Cesur ve iddialı dizilerin adresi HBO, bu yaz kendi sınırlarını bile zorladığı bir dramayla çıkageldi. Euphoria, bir grup Amerikalı gencin seksle, uyuşturucuyla, travmalarla ve sosyal medyayla çevrili dünyalarındaki çetrefilli hayatlarını, romantik birlikteliklerini ve arkadaşlık ilişkilerini; gerçekçi ve cüretkar bir biçimde ele alıyor.

Aynı adlı İsrail yapımından uyarlanan dizinin ilk sezonu 8 bölümden oluşuyor ve 2. sezon onayı mevcut.

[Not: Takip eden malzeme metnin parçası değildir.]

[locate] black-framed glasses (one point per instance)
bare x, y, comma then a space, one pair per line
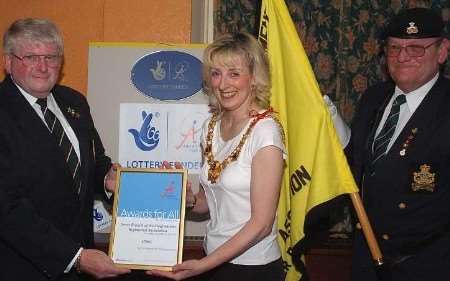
413, 51
33, 60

Yapımcılarının arasında Drake’in varlığı dikkat çekerken, bütün bölümlerini Sam Levinson (Assassination Nation) yazmış.

Lisede yeni dönemin başlamasına birkaç gün kala Rue ile tanışıyoruz. Rue, yaz boyunca ortadan kaybolmuştur ve arkadaşları aşırı dozdan öldüğüne artık emindir. Aslında kendisi yüksek doz alıp ölümden döndükten sonra bütün yazı umurunda bile olmayan, dinsel içerikli bir rehabilitasyon merkezinde geçirmiştir. Buna rağmen hala uyuşturucuyu bırakma gibi bir niyeti yoktur çünkü kendi iddiasına göre bağımlılığı kaçınılmaz bir şeydir. Mental problemleri (kişilik bozukluğu, obsesif kompülsif bozukluğu ve bipolar bozukluğu) nedeniyle çocukluğundan beri sürekli ilaç kullanmıştır. Panik atak krizleri ve sık sık gerçekleşen baygınlıklarıyla hayatı bir felaketler zinciridir ve farmakolojik mekanizmaların onda gerektiği gibi işlemediğine inanmaktadır. 13 yaşındayken babasını kaybetmiştir, kız kardeşi ve annesiyle birlikte küçük bir banliyöde yaşamaktadır.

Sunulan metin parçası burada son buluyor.